The options you use to build Securities Details are global settings located on the Configuration dialog box. In the Security Build Information section, there is an option to build all securities, and one to build held securities. If you select the Build all Securities option, the security details model is built for every security contained in the SECURITYDBO.SECURITY_MASTER table. If you select the Held securities and add criteria to include more options, since the Securities Details mode is run last, the engines can determine which securities in the database are actually held by some entity. The engine looks to see which securities were used to build the various detail models for that run. For example, if the Position Details, Performance Details, and Transaction Details models were run, the Securities Details model runs for only those securities that were present in the previous 4 details models run. Click the Define Criteria link to include other non-held securities that may be required to be built for other reporting purposes. The default behavior is to build for only Held Securities.

...

Scheduled Submissions

When running scheduled submissions of details models, the Security and Issuer Details models are also run at the end of the process and are included in the schedule unless you choose not to include them. Refer to the Data Mart User Guide for details on creating schedules.

Sometimes your workflow needs a rebuild or partial update of previously built detail data and you want to save on build time by not rebuilding all security details. This may be true if you use a dynamic workflow in Process Manager to update detail data as granular as one entity on one date. The presence of an extensive list of security details fields increases your preference not to rebuild them all.

You can limit that build by using the selective fields feature to build a bare minimum of these fields, as few as one per model. Subject to the one-field rule, selective fields does not require any particular table extension to be built.

Data Mart submissions scheduled using Automation Center handle detail builds with Security and Issuer data differently than ad hoc submissions. When running builds with Process Manager, there are some things to remember to minimize the processing cycle times.
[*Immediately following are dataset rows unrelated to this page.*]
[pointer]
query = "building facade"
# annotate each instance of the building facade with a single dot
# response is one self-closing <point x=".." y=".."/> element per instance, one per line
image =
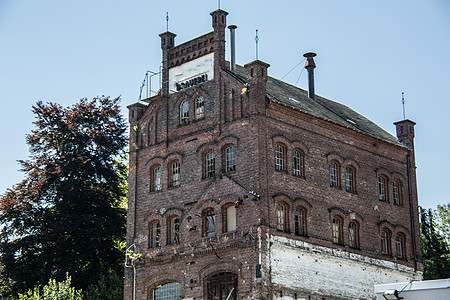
<point x="242" y="186"/>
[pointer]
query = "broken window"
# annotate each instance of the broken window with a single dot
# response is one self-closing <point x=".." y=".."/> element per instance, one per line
<point x="222" y="286"/>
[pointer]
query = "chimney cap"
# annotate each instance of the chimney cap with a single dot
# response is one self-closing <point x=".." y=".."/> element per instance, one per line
<point x="309" y="54"/>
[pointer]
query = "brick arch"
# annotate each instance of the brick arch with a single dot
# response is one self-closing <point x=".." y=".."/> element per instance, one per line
<point x="158" y="278"/>
<point x="225" y="265"/>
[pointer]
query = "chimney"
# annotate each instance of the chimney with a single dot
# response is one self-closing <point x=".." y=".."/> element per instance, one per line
<point x="310" y="65"/>
<point x="233" y="47"/>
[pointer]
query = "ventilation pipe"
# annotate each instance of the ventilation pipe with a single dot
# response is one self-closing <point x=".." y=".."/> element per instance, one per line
<point x="233" y="47"/>
<point x="310" y="65"/>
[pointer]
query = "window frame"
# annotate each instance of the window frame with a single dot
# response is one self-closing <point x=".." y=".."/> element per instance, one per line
<point x="229" y="159"/>
<point x="383" y="188"/>
<point x="208" y="216"/>
<point x="385" y="237"/>
<point x="184" y="112"/>
<point x="300" y="221"/>
<point x="353" y="239"/>
<point x="199" y="107"/>
<point x="280" y="157"/>
<point x="350" y="179"/>
<point x="282" y="218"/>
<point x="298" y="163"/>
<point x="173" y="230"/>
<point x="154" y="185"/>
<point x="397" y="192"/>
<point x="154" y="234"/>
<point x="209" y="159"/>
<point x="334" y="173"/>
<point x="337" y="230"/>
<point x="174" y="173"/>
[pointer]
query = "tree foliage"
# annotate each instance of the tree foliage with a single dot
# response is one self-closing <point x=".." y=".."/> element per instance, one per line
<point x="53" y="290"/>
<point x="65" y="217"/>
<point x="436" y="251"/>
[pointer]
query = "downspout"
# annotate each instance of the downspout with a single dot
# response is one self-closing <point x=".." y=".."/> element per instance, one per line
<point x="411" y="209"/>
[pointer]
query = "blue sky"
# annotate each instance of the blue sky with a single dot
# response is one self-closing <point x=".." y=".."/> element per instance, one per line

Since Security Detail and Issuer Detail builds generally occur with all other detail model builds at the end, it is recommended to ensure that these security and issuer builds occur only once at the end. This is especially important when Process Manager is set up to handle builds for adjustments and “as of” changes. The best practice for these events is to create an initiator that triggers these detail model builds, since there may be many running at different times. Once all the builds are complete, create a second event to run the security details and issuer details model once at the end. This requires separate schedules for the details models and the security/issuer models.

If You Build Tax Lot Data

A proper build of the Data Mart Lot Level Details table requires that the lot_number field of the holdingdbo.lot_level_details table be unique within a given security_alias. This field should be the sequence number of the portfolio’s buy lot for the security in question. However, some accounting systems, including Eagle STAR, do not populate this field in the way that Data Mart’s underlying OLAP process requires.
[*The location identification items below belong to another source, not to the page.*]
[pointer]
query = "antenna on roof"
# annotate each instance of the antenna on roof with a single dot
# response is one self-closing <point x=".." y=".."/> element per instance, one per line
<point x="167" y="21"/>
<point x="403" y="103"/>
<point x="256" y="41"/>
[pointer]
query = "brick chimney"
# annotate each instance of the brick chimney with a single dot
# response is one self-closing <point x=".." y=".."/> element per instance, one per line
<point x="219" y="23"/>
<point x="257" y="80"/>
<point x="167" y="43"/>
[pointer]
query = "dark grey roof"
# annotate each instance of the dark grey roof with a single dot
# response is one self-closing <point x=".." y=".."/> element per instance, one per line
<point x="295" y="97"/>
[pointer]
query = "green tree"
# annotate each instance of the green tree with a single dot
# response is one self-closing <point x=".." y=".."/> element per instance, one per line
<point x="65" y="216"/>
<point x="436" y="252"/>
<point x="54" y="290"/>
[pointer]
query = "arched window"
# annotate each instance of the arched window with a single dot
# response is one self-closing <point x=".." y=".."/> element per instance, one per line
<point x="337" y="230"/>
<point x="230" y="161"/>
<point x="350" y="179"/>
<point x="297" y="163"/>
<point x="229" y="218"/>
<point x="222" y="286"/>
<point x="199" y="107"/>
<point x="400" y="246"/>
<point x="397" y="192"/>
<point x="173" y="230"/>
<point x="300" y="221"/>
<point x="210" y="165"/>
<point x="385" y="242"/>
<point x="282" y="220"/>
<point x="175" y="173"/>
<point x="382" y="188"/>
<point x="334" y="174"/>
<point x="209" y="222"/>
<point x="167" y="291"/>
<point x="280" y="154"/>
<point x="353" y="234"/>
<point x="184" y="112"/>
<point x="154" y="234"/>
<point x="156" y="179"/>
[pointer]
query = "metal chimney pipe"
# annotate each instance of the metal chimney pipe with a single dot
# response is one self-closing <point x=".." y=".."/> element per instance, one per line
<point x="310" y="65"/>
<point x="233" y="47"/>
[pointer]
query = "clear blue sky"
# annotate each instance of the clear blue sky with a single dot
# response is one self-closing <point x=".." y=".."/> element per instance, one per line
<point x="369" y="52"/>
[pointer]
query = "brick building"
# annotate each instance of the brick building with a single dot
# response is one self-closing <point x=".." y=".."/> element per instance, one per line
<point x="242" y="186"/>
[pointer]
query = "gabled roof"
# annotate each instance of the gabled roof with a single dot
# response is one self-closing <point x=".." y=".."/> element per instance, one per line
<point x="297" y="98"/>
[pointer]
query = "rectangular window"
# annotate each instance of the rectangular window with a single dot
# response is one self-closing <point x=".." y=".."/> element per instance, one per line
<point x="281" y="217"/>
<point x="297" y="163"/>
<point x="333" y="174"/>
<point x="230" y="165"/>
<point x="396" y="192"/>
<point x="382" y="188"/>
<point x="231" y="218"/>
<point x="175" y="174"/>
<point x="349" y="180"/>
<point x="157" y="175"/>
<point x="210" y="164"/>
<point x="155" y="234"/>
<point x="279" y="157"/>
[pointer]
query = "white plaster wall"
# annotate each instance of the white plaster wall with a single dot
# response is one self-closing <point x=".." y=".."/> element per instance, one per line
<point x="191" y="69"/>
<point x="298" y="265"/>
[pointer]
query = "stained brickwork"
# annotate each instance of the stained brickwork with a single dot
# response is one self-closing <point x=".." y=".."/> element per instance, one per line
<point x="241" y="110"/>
If your lot_number field is not unique within each security, you may load rows to this table while populating the lot_number field with the value of the lot_level_position field, which is unique within the entire table. Refer to Knowledge Base Article #8005 for additional information.

When to Use Multiple Marts

Before V10.0, all Data Mart tables were located in a single database schema called DATAMART in the same Eagle warehouse that contains other schemas like HOLDING and SECURITY. Now, you can use multiple marts to create, maintain and use more than one schema for your Data Marts. Different schemas share a single Eagle data warehouse as their source of data. You control all of your multiple Data Marts from the Data Mart component of PACE.

Should You Use Multiple Marts?

The multiple marts option offers you many possibilities for information delivery. They can help you scale your data delivery as your business grows. However, multiple marts add complexity along with flexibility. Use them only after careful analysis and planning. Each mart is configured and updated independently. There is no support in the product for sharing physical tables across marts, so there may be duplication of data that places additional demands upon system resources in the build process. When duplicate data is built, marts can temporarily get out of synchronization with respect to some of their content. Given that each mart is configured separately, it is possible to select a different field attribute for a field in one mart than was selected for that field in another mart. You can use the Copy Model feature to mitigate this risk. In addition, firm wide reporting is likely done from just one mart, so some level of data duplication is unavoidable.

The following are examples of when multiple marts may be useful. For additional information, refer to the Data Mart User Guide.

Departmental Marts

Operations in different time zones

Focused business marts

EA and BNYM outsourcing

Marts dedicated to third-party apps

Troubleshooting the Mart

Using log files generated as part of a Data Mart build is described in the Data Mart User Guide. These files, combined with the ERX files also described in the Guide, are your best troubleshooting tools. The following sections recommend how to use those files.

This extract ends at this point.